Loi Egalim : vers une modification par le Sénat ?

En 2018, pour répondre aux questions de durabilité, de sûreté et de rémunération liées à l’alimentation et à la consommation de produits alimentaires, les États généraux de l’alimentation débouchent sur la loi Egalim. Cette loi englobait de nouvelles manières de considérer l’équilibre des relations commerciales dans le secteur agricole et visait un mode d’alimentation sain et durable. Aujourd’hui, le Sénat estime qu’il est nécessaire de modifier le texte et souhaite prolonger de 14 mois deux mesures phares : l’encadrement des promotions et la hausse du seuil de revente à perte.

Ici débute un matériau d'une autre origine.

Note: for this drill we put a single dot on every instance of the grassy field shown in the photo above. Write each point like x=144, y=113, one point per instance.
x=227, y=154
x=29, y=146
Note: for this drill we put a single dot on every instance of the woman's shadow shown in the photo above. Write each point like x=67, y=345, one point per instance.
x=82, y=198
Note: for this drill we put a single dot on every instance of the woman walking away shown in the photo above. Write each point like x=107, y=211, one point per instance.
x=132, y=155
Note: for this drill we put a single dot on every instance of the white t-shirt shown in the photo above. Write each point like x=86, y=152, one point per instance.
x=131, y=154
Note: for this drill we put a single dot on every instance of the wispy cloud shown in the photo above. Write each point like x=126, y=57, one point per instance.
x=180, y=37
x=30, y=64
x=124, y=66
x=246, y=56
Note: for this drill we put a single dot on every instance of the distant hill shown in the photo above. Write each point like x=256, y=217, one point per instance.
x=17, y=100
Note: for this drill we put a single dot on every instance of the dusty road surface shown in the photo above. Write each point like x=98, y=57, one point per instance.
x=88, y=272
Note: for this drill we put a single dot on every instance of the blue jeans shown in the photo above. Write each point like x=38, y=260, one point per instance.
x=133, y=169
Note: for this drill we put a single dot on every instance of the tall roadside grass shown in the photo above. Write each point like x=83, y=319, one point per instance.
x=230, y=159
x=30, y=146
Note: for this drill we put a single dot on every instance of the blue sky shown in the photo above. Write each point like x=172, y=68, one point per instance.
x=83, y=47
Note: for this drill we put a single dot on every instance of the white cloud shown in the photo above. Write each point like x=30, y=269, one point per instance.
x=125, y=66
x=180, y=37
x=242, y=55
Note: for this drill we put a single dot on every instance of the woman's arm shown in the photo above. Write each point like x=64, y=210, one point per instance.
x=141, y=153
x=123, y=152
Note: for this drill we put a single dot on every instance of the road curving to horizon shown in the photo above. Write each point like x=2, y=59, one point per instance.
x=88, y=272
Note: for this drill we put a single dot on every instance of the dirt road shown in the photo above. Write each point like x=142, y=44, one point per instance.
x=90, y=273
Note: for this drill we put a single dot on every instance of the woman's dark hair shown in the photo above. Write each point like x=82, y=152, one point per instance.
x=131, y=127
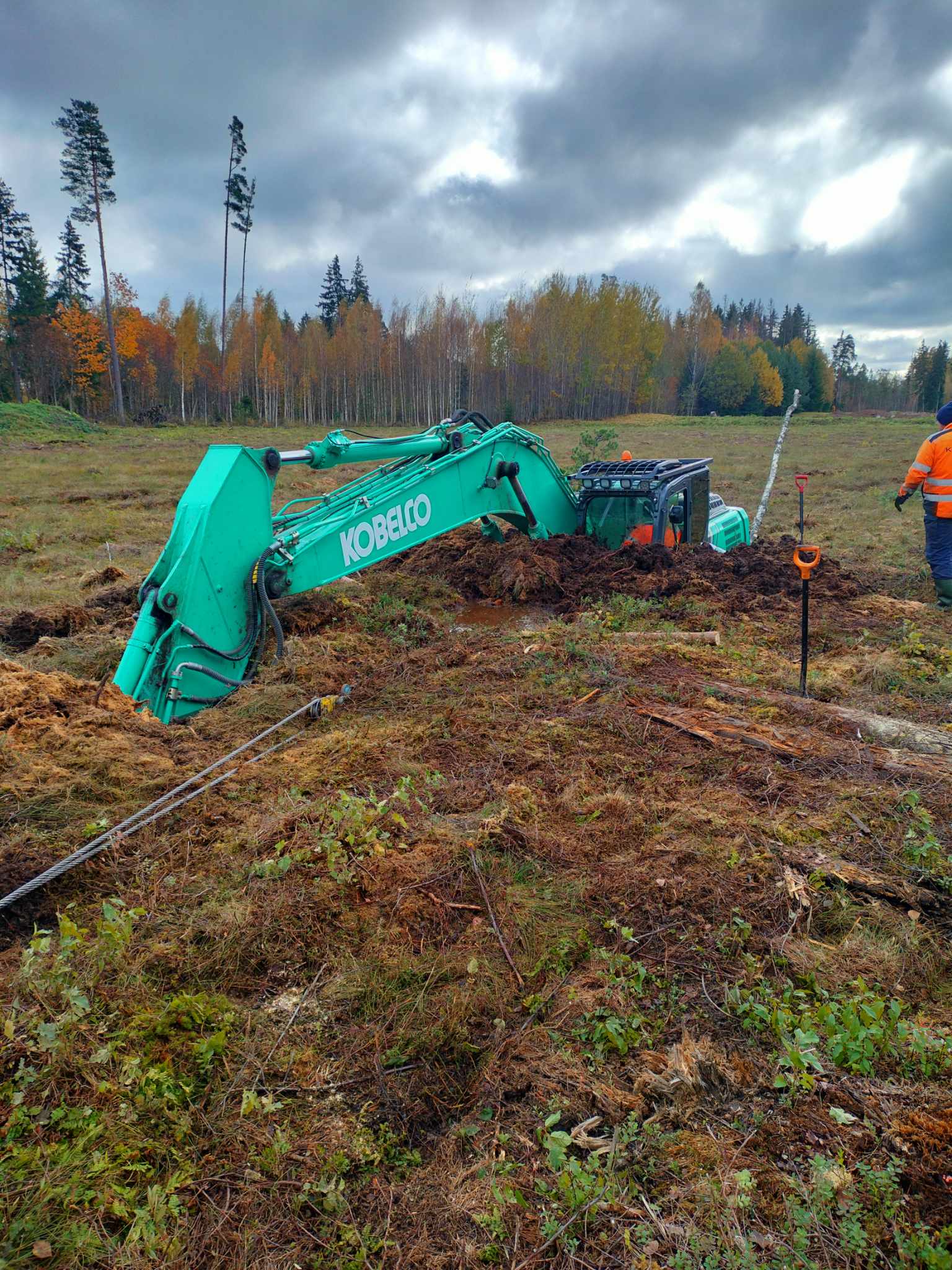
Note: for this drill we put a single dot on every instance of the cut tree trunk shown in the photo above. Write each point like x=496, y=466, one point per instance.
x=796, y=744
x=899, y=733
x=775, y=461
x=894, y=890
x=669, y=637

Seuil de revente à perte et plafonnement des promotions

Promulguée le 30 Octobre 2018, la loi dit “Egalim” a pour but d’équilibrer les relations commerciales dans les secteurs agricoles mais aussi, de permettre une alimentation plus saine. Cette loi s’articule autour de trois objectifs précis : payer le juste prix aux producteurs, renforcer la qualité sanitaire, environnementale et nutritionnelle des produits et favoriser une alimentation sûre pour tous. Parmi les mesures intégrées au texte, on peut notamment citer celles qui se trouvent au coeur de l’actualité aujourd’hui : le seuil de revente à perte et l’encadrement des promotions. Ces mesures devaient être testées durant deux ans et un rapport d’évaluation était attendu pour octobre.

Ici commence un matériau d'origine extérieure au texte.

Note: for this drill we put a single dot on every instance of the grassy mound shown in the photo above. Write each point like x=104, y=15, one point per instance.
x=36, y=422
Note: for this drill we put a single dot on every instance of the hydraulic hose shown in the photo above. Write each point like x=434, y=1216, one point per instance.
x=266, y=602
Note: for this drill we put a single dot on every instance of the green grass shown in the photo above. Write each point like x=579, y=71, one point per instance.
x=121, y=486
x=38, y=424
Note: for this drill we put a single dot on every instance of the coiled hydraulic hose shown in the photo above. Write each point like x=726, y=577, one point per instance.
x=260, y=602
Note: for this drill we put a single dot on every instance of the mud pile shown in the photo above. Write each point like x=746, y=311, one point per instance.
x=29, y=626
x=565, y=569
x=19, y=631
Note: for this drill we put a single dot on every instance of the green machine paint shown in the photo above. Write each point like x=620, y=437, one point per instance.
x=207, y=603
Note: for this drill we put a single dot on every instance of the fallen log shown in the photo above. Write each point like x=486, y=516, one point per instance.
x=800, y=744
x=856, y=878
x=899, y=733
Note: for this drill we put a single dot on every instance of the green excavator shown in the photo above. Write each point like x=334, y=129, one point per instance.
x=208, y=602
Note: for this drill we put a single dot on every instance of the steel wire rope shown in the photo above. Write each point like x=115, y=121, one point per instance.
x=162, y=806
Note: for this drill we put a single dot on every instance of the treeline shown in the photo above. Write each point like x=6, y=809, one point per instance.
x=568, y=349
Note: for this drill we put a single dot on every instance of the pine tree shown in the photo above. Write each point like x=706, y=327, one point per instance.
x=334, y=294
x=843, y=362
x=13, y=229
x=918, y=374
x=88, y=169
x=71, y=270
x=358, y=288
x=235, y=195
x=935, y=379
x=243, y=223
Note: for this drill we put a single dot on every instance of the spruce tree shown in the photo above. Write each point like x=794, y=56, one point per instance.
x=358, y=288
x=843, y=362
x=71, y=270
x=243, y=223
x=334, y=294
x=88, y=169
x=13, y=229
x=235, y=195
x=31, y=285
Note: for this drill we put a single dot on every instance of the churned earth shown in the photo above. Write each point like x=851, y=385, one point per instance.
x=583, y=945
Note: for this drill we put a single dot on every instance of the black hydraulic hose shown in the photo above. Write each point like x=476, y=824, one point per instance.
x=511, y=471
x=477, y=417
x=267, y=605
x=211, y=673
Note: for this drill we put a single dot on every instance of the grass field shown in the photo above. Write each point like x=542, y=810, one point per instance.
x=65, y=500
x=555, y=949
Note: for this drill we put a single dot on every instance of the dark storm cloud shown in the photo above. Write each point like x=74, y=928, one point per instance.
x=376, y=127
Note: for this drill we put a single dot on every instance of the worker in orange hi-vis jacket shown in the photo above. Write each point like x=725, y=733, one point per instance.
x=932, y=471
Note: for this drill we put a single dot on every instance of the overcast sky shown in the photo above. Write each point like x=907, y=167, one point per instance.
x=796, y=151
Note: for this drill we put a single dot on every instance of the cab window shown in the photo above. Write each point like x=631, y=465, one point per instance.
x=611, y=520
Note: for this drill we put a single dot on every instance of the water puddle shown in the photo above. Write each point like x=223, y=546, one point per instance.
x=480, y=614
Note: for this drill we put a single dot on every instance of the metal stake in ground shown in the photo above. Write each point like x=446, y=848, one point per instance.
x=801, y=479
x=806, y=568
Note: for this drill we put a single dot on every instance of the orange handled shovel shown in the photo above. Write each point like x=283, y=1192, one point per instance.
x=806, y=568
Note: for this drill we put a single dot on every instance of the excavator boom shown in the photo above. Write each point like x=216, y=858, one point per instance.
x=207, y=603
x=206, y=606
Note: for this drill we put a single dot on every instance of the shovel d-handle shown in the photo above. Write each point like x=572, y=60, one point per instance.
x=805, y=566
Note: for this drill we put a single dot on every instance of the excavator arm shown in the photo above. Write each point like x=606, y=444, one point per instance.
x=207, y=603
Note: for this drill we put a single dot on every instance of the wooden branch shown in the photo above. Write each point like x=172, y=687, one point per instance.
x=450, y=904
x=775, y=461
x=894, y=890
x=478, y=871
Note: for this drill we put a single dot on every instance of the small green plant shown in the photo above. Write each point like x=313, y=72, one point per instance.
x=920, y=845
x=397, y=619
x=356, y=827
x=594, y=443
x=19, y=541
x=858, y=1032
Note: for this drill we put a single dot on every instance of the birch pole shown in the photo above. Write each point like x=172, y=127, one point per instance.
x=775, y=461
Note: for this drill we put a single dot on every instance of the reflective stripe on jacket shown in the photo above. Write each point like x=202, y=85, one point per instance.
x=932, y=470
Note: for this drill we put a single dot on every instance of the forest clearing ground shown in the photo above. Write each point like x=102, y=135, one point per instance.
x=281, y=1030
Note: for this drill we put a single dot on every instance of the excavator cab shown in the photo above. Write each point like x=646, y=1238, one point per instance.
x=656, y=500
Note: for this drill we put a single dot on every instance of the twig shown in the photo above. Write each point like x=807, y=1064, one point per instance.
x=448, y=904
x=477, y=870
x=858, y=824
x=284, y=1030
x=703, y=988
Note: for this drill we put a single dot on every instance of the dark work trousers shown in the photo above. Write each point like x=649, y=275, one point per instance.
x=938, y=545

Instauré en 1996, le seuil de revente à la perte interdit de vendre tout produit en dessous du prix auquel il a été acheté au fournisseur. Relever ce seuil constitue ainsi un levier favorable, pour stopper la destruction de valeur, relancer la création de valeur et en assurer une équitable répartition entre les divers maillons de la chaîne alimentaire. La loi “Egalim” a donc mis en place un relèvement de 10 % de ce seuil dans le but de mécaniquement remonter de 10 % le prix de centaines de produits du quotidien et d’assurer une rémunération suffisante du producteur.

La loi s’est aussi penchée sur les abus dans les promotions réalisées par certains acteurs du commerce. Considérées comme des vecteurs d’augmentation du gaspillage et provoquant une perte de repère chez les consommateurs vis-à-vis du juste prix des produits agricoles, la loi Egalim prévoit un encadrement en valeur et en volume des avantages promotionnels”, immédiats ou différés. Le terme “gratuit” devient donc totalement interdit, les promotions du type « 1 acheté = 1 offert » disparaissent totalement et la DGCCRF s’assure de l’encadrement de ces nouvelles lignes directrices.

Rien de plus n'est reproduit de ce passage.